Feature

String Quartet Helps Us ‘Hear’ Climate Change

A student plays his cello.

U of M geography student Daniel Crawford has created a new composition for string quartet that’s featured in the popular video, "Planetary Bands, Warming World." The music and video provide a visceral encounter with more than a century’s worth of weather data from Earth’s Northern Hemisphere, enabling us to hear climate change as gradually rising pitches.

Crawford partnered with Professor Scott St. George of the U’s Department of Geography, Environment and Society. The video features students Julian Maddox, Jason Shu, Alastair Witherspoon, and Nygel Witherspoon from the U of M’s School of Music.
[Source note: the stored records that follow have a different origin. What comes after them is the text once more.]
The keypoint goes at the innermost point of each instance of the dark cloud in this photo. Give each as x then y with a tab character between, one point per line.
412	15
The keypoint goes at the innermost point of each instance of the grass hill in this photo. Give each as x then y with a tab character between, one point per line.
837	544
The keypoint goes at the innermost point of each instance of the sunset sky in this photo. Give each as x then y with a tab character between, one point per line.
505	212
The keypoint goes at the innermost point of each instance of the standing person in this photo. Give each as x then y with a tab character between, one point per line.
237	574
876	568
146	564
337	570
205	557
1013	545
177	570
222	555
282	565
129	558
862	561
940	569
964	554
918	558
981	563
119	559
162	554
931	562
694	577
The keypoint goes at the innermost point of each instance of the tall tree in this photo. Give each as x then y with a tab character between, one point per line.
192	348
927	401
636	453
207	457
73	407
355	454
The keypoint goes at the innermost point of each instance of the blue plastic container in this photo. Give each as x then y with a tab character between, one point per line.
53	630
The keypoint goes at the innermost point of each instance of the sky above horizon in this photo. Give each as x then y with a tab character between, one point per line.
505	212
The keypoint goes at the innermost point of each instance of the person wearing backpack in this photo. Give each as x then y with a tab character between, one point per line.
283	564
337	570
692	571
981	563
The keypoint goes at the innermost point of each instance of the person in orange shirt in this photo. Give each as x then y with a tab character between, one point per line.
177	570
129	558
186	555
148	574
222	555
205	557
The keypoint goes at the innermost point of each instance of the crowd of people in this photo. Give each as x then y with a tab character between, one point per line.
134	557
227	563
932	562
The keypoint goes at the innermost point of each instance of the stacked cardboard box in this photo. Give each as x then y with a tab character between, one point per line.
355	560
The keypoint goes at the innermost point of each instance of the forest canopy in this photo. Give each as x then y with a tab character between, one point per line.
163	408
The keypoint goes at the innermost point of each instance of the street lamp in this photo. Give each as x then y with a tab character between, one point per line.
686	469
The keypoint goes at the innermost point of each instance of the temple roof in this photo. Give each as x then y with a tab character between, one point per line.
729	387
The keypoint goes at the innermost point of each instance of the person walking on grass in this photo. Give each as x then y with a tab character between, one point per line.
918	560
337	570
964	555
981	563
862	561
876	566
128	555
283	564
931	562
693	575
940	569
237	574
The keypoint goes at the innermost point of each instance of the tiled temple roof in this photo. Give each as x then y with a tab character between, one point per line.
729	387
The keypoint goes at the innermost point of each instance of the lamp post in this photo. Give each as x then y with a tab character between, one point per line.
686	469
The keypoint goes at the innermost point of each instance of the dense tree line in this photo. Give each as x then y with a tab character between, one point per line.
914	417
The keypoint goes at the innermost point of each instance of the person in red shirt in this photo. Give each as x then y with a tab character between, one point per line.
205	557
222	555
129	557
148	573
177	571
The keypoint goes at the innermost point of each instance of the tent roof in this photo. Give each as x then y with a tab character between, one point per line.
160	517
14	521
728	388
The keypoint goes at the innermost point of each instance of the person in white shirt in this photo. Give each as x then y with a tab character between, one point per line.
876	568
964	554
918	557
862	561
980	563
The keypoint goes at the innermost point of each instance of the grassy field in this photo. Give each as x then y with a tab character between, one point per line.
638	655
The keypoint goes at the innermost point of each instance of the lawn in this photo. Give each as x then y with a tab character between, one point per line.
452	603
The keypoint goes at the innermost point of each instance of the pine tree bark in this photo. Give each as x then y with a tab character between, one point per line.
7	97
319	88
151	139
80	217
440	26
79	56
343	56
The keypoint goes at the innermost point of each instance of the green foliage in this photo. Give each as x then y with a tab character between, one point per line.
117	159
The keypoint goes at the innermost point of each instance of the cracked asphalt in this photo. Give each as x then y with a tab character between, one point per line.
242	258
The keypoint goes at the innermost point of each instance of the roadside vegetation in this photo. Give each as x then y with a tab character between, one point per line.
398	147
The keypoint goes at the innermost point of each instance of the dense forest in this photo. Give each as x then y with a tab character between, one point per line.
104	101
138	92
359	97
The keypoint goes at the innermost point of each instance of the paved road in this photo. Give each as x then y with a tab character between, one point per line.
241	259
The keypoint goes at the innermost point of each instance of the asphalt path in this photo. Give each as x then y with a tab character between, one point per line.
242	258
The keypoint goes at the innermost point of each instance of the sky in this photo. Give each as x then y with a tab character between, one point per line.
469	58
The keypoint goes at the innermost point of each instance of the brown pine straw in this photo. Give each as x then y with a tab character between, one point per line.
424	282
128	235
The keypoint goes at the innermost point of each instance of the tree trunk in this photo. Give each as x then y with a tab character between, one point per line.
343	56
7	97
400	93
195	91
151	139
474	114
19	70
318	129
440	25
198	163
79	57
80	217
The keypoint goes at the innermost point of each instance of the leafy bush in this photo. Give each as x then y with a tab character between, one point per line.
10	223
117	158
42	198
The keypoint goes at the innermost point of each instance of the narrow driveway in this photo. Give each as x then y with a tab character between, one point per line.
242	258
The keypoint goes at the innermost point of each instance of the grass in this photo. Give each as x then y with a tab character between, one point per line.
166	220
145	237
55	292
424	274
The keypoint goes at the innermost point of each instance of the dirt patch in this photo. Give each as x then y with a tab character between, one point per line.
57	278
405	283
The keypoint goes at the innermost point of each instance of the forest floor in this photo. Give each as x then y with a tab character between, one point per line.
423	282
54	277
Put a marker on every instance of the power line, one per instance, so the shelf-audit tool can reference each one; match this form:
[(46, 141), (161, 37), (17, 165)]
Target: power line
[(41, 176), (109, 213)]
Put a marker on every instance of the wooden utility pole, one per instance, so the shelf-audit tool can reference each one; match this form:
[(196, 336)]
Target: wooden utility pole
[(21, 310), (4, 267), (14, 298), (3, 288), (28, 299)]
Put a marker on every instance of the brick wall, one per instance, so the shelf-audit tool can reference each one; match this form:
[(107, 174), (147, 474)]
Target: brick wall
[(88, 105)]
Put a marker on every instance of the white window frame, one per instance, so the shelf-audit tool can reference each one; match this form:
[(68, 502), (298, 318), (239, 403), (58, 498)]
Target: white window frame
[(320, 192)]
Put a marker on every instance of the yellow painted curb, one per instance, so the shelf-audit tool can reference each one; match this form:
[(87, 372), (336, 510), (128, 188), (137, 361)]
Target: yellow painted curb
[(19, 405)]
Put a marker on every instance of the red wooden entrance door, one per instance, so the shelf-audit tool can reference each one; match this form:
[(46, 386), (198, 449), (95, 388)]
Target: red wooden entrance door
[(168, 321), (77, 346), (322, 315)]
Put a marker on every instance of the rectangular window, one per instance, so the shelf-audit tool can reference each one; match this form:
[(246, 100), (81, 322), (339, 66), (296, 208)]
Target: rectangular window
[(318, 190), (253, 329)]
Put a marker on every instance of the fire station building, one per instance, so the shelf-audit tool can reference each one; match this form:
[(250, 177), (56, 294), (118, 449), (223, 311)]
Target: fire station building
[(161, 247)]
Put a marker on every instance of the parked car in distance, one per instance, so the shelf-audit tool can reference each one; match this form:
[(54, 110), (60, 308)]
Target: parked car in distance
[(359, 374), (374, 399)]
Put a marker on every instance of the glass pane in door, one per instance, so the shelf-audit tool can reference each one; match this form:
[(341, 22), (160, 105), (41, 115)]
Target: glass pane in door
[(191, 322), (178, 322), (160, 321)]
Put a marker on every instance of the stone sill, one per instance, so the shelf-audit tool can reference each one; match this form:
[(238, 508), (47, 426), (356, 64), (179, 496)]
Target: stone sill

“Each instrument represents a specific part of the Northern Hemisphere,” says Crawford. “The cello matches the temperature of the equatorial zone. The viola tracks the mid latitudes. The two violins separately follow temperatures in the high latitudes and in the Arctic.”

Each note is tuned to the average annual temperature in that region.

“The most compelling aspect of the composition may be its ability to bridge the divide between logic and emotion; or in this case, climate data and music,” says St. George. “We often think of the sciences and the arts as completely separate—almost like opposites, but using music to share these data is just as scientifically valid as plotting lines on a graph.”

Crawford’s earlier solo cello performance, “A Song of Our Warming Planet”, went viral in summer 2013.